Pride in hosting the seventh edition of this biannual showcase – just the second time it has come to Latin America – has been reinforced by an extensive media buildup, with the forum’s arrival seen by many as the latest mark of the city’s celebrated process of transformation.
“This Urban Forum allows us to show the world what we have achieved in this city,” said Jorge Tobon, customer services manager for Metro de Medellín, the city’s publicly funded transport provider. “It has passed through some very difficult years with a lot of violence, when communities were detached, not cohesive. But through work that has focused on the people we have come out of that most difficult time, to a period of looking to the future, of hope.”
A gondola from the city’s famous airborne transit system at the World Urban Forum.
Medellín’s social and cultural initiatives in recent years have been the subject of much global fanfare. In March 2013 the city was anointed Innovative City of the Year, with projects such as the city’s gondola transit system, its participatory budgeting and its placement of amenities and architecture in its poorest neighborhoods making it the focus of much attention from media, city planners and social scientists across the globe.
The pioneering schemes pursued to promote inclusion, mobility and security, as well as the recognition they have received, have created a widespread sense of Medellín’s place on the global stage, summed up by Santos in his inauguration speech: “We have all the willingness to listen and learn from global experiences and much to share with the world.”
The event itself is based in Medellín’s principal event center, Plaza Mayor, with a vast and eclectic array of stalls representing NGOs, universities, local and national government entities, and diverse overseas country, province and city delegations.
One memorable stall is that of Metro de Medellín, with a full-scale model of one of the city’s gondolas to sit in, as well as free week-long travel passes on offer to the public.

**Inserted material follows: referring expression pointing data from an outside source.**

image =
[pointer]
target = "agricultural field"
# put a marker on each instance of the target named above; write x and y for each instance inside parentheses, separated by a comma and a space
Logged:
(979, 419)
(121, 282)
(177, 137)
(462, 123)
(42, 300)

Other highlights include an indigenous longhouse situated immediately inside the entrance, a large cinema showing films and documentaries from around the world, various walk-through and interactive displays, and a food court with some of Medellín’s most popular eateries selling their products at regular menu prices.
The event attracted 20,000 registered visitors from 164 countries.
Yet the forum is not restricted to Plaza Mayor. Participants are set to engage in a number of excursions throughout the city – some staged the weekend prior to the event’s official opening – including visits to the outdoor escalators that have opened up access to some of the city’s most impoverished sectors on its steep hillsides, and Moravia, a neighborhood originally built around a garbage pile that has become one of the city’s flagship examples of urban renewal.
But beneath the buzz of the forum lay some pressing local and global issues. Speaking at the opening ceremony Dr. Joan Clos warned of the problems of inadequate opportunities for impoverished youth when urbanization is too rapid or unplanned. And with Medellín’s metropolitan population more than tripling over the last 50 years and still growing quickly, inequality is a grave problem, while the clash between development projects and the immediate needs of the poorest citizens has caused community unrest over schemes like the city’s green belt project.
In fact, the event itself has its critics, with one of the city’s most prominent human rights defenders, Luis Fernando Quijano, adopting the Twitter name #NoEsMiForoUrbano (“It’s Not My Urban Forum”). Meanwhile, a parallel “Alternative Popular Social Urban Forum” is being held elsewhere in the city by grassroots organizations.
For those in opposition, the “miracle” of Medellín is a sham, with violence and pressing social issues that continue to plague the city being glossed over by PR-friendly public-works projects.
Yet despite these voices of dissent, it is impossible to deny Medellín’s resurgence since its days as the drug-ravaged violence capital of the world in the early 1990s. Today, the very fact that the city is capable of hosting such a large-scale international event is a mark of that progress. Just a few years ago, none of this would have been possible.